Animal

Country diary: marsh harriers fly low in the orange glow of the sallows


In this weirdest, wettest of autumns there is at least a little compensation in the long-lingering foliage on our winter trees. The sallows are still domes of dull fire in the landscape, and through this slow burn of the last summer’s sunshine there is a looping knot of five marsh harriers at play in the westerlies.

Their flight is low and wind scattered. Yet they keep coming back to the one spot and, against the orange glow of the sallow, they insert these intricate short-lived patterns of mahogany brown, where long, elegant wings and tails tangle with the sudden gusts.

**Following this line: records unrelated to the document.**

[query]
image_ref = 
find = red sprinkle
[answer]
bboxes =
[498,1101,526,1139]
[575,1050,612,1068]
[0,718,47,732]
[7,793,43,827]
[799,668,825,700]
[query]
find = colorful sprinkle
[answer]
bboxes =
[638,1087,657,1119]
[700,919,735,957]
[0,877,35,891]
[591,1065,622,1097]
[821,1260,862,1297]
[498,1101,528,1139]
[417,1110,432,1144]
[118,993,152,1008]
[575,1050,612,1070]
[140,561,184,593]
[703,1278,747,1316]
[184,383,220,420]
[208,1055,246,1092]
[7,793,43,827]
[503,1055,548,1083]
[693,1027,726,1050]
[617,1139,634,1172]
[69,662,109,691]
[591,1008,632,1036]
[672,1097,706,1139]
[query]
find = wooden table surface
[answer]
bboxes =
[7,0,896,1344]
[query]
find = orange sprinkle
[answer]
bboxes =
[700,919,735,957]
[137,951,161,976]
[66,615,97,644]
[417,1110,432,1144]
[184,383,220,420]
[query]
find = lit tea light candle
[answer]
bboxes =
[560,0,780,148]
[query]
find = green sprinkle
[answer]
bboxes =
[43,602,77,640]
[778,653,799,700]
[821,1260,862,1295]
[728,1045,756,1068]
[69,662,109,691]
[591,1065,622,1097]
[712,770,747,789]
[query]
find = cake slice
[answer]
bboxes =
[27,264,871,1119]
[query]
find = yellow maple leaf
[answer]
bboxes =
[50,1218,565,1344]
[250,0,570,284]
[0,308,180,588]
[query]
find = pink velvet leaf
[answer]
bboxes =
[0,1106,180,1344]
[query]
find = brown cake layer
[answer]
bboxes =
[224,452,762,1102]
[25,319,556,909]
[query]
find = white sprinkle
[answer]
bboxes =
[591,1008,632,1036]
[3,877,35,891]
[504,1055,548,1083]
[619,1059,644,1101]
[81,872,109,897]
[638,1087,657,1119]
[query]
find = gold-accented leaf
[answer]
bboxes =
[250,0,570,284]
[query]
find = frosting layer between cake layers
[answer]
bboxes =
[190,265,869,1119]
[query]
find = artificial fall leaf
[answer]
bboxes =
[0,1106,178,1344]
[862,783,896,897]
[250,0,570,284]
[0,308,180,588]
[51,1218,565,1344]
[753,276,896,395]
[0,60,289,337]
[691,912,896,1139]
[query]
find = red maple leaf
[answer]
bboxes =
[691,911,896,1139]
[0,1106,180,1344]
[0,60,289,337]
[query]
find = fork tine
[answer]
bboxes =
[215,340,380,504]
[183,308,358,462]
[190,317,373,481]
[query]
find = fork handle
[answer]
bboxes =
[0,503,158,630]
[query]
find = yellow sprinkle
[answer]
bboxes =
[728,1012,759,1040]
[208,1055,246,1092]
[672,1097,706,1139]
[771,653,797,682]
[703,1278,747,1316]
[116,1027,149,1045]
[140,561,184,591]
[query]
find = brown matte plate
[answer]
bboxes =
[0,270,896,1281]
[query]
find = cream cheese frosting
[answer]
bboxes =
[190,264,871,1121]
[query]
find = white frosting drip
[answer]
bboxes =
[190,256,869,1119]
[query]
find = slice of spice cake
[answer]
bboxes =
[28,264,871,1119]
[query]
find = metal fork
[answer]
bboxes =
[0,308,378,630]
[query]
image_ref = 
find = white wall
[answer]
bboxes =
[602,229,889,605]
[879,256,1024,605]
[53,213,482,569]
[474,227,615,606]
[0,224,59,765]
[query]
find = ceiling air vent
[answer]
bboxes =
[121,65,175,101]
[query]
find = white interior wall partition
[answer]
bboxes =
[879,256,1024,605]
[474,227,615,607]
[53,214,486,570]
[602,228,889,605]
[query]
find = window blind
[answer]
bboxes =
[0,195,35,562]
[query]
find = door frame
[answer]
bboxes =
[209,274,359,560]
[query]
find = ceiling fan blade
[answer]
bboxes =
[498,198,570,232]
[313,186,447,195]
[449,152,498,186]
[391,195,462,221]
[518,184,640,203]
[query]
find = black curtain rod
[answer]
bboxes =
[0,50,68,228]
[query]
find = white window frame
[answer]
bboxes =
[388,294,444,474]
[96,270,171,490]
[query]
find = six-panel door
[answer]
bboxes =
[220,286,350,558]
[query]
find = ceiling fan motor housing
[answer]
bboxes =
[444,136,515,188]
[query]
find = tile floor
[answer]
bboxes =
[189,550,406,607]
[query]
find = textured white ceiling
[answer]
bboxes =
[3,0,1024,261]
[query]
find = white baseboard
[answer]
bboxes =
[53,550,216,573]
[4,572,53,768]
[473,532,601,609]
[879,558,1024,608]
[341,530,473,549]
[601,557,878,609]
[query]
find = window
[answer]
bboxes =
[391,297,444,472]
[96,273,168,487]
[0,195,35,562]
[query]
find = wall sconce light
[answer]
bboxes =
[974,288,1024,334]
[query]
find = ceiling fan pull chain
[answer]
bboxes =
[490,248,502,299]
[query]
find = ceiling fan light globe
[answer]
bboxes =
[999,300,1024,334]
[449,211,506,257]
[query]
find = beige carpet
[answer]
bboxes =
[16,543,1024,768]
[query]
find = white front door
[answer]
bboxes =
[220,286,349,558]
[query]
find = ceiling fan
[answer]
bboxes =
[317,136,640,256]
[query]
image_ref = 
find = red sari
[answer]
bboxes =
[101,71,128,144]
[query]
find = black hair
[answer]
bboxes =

In the British environment there are many things to despair of – the loss of 4 million acres of flower-rich meadow and of 44 million breeding birds during the past century – but the increase in marsh harriers is an indisputable blessing. Today there are more than 400 breeding pairs from Sussex or Essex north along the English east coast as far as Yorkshire. Yet at the nadir of the species’ fortunes in 1972 there was just one pair in the entire country.

That single success at the RSPB’s Minsmere reserve in Suffolk signalled the end of two phases of extinction, latterly triggered by organochlorine pesticides. Prior to that, it was the sadder but more commonplace story of persecution by game interests. Even today, the bird’s close kin, the hen harrier, is a regular victim of illegal killing by grouse-moor managers.

Yet the overall trend in marsh harriers is still upwards. In our parish, they are daily fare, and last winter I had an occasion when there were 16 large birds of prey – 12 buzzards, two kites, two harriers – on the wing together. Today I count seven harriers and five buzzards.

The other shift in pattern as their numbers increase is a move towards year-round residence. In the 1970s, marsh harriers were summer migrants that flew to Africa in autumn. Even in the 1980s, the entire national total wintering here was just 10 birds, but today they tough it out through the cold periods, and communal roosts, where they gather together for the night, can involve as many as 100 marsh harriers.